Although the cat likely has moved on, Pickrell's family is a bit hesitant to enter the area for a youth deer hunt this weekend.
"I hold a big youth hunt here every year, and this messed up my hunt," he said. "The girls don't want to go out there this year."
As far as hunting the area himself, Pickrell is concerned.
"I'm a little leery of walking out there in the dark, even though it's very unlikely anything would happen," he said. "A friend who hunts here with me already has bought a pistol to carry with him."
Another sighting of a mountain lion occurred Oct. 10 on the Current River Conservation Area, about five miles south of Ellington, Mo. That cat also was captured by a motion-activated trail camera.

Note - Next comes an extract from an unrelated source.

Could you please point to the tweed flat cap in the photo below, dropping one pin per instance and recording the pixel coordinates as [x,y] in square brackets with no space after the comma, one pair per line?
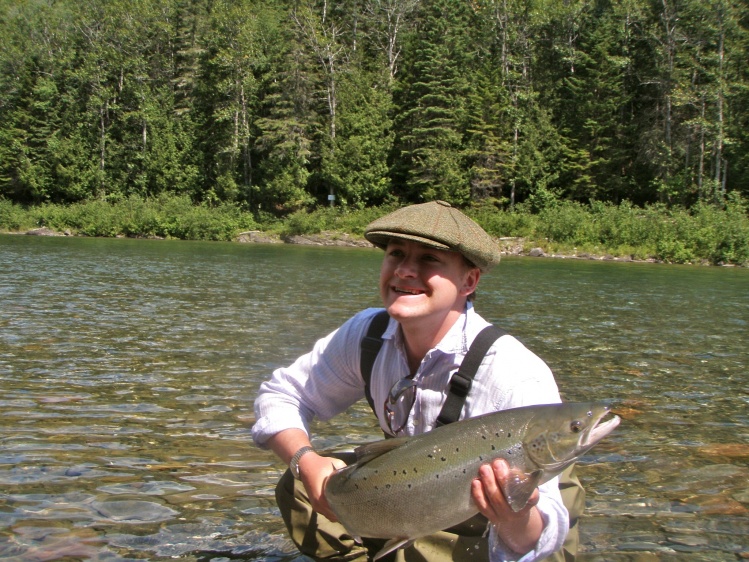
[438,225]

The location was not far from where a male mountain lion had been released in January by conservation department officials after a Reynolds County commissioner captured it in a live box trap.
Because mountain lions typically are extremely mobile, Beringer believes the cat that was photographed in October most likely was not the same one released in January.
"I would be very surprised if the cat we released stayed for very long," he said. "It's just not their nature. It is interesting, though, that cats seem to keep finding that area."
With Missouri's youth and regular firearms deer seasons looming, Killian cautions hunters about shooting a mountain lion.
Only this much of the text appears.